Purpose of Welding proximity requirement is:
1 – To avoid the overlapping HAZ, the lowering of the welding HAZ mechanical properties which is not covered in WPS is approved for welding configuration.
2- To avoid the duplicate of residual stress between two joints which may combine with the load during service, this leads to structural failure due to the total combined local stress exceeding allowable stress.
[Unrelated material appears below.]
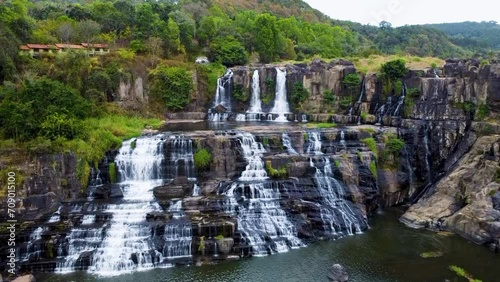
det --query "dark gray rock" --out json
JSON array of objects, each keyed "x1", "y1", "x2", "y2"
[{"x1": 327, "y1": 264, "x2": 349, "y2": 282}]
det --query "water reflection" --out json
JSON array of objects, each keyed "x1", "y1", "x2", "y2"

Weld proximity is covered by a number of international standards. Extracts from these standards are shown below and summarized in the following table:
|Standard||Applies to||The minimum distance between weld toes||Notes|
|BS 2633:1987||Ferritic steel pipework||4t||t= nominal thickness of the pipe
See below for notes on attachment welds.
|BS 4515:2009||C-Mn pipelines||4t||t= pipe thickness|
|BS 2971:1991||Carbon steel pipework||Agreed by parties||–|
|PD 5500:2012||Pressure vessels||4e or 100mm whichever is greater||e= design thickness
Refers to the staggering of longitudinal welds
|ASME B&PV||Boilers and pressure vessels||Not specified||–|
A B31.1 Interpretation says
Subject: B31.1, 127.4, Welding Requirements
Date Issued: December 10, 1992
Question: Does the B31.1 Code require that a minimum distance be maintained between adjacent piping welds.
Reply: No. However, refer to paragraph 104.3.1(G.7) for rules regarding the reinforcement of multiple openings.
A B31.3 Interpretation Says
Subject: B31.3-1987, Paras. 304.3.3 and 328; Spacing of Welds
Date Issued: May 24, 1988
Question: In accordance with B31.3, are there requirements or guidelines on the minimum distance between welds in a pipe?
Reply: No, except as provided in paragraph 304.3.3(e).
Para 304.3.3(e)refers to the overlapping of reinforcement zones.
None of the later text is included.